Dr. Mica Murdoch had been with Broadlawns Medical Center’s foot and ankle surgery department for about a year before being named the director of the Amputation Prevention Center earlier this summer.

Dr. Mica Murdoch, shown looking at a foot x-ray, was named the new director of the Amputation Prevention Center at Broadlawns earlier this summer.

The center includes four doctors who use conservative and surgical treatments to help roughly 1,100 patients a year, in addition to providing education and preventative care. Murdoch said he’s been impressed with the center’s state-of-the-art treatments and high success rate, in addition to its well-trained faculty and physicians.

Q. What kind of impact has the center had for patients?
We have a 25 percent lower amputation rate than the national average. It gives patients a much better quality of life if they can preserve as much or all of their limb as possible. The significance of amputations is that statistically, it decreases the mortality by about 10 years for each amputation a diabetic receives. It’s really a significant factor for showing how well your disease is being managed.

Q. What measures are taken to help drop the rate of diabetic-related foot amputations?
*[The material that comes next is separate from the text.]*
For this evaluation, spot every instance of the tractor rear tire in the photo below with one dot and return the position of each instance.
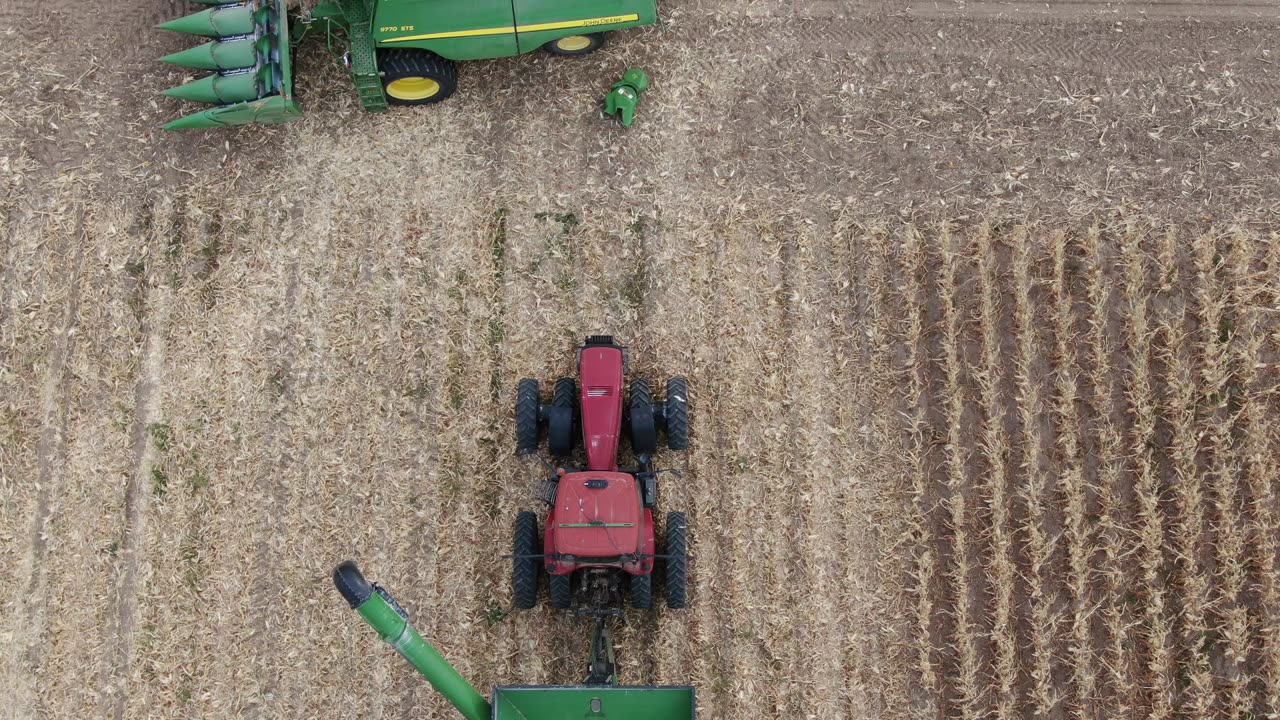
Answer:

For diabetics, the number one prevention mechanism is to control their blood sugar, which then will prevent the onset of neuropathy and the progression of disease that will result in ulcerations. If they can control their blood sugar, then the disease doesn’t affect their nerves, their vascular supply, all of those things that are important in maintaining a healthy body and preventing ulceration and your ability to respond quickly to an infection.

Once they have an ulceration, we try to prevent it from becoming worse and if they develop an infection, we try to treat it immediately. If they have a wound, we try to heal it as quickly as possible and educate the patient on offloading and the kinds of things that are necessary for them to get that wound healed and to stay closed.

Q. What goals do you have for the center?

We want to:

• Provide the absolute best care we can for our patients.

• Stay up to date.

• Reduce our amputation rate to as low as we possibly can.

• Make sure that we provide the patients the education and the training they need.

• Be able to provide care for as much as the population as possible.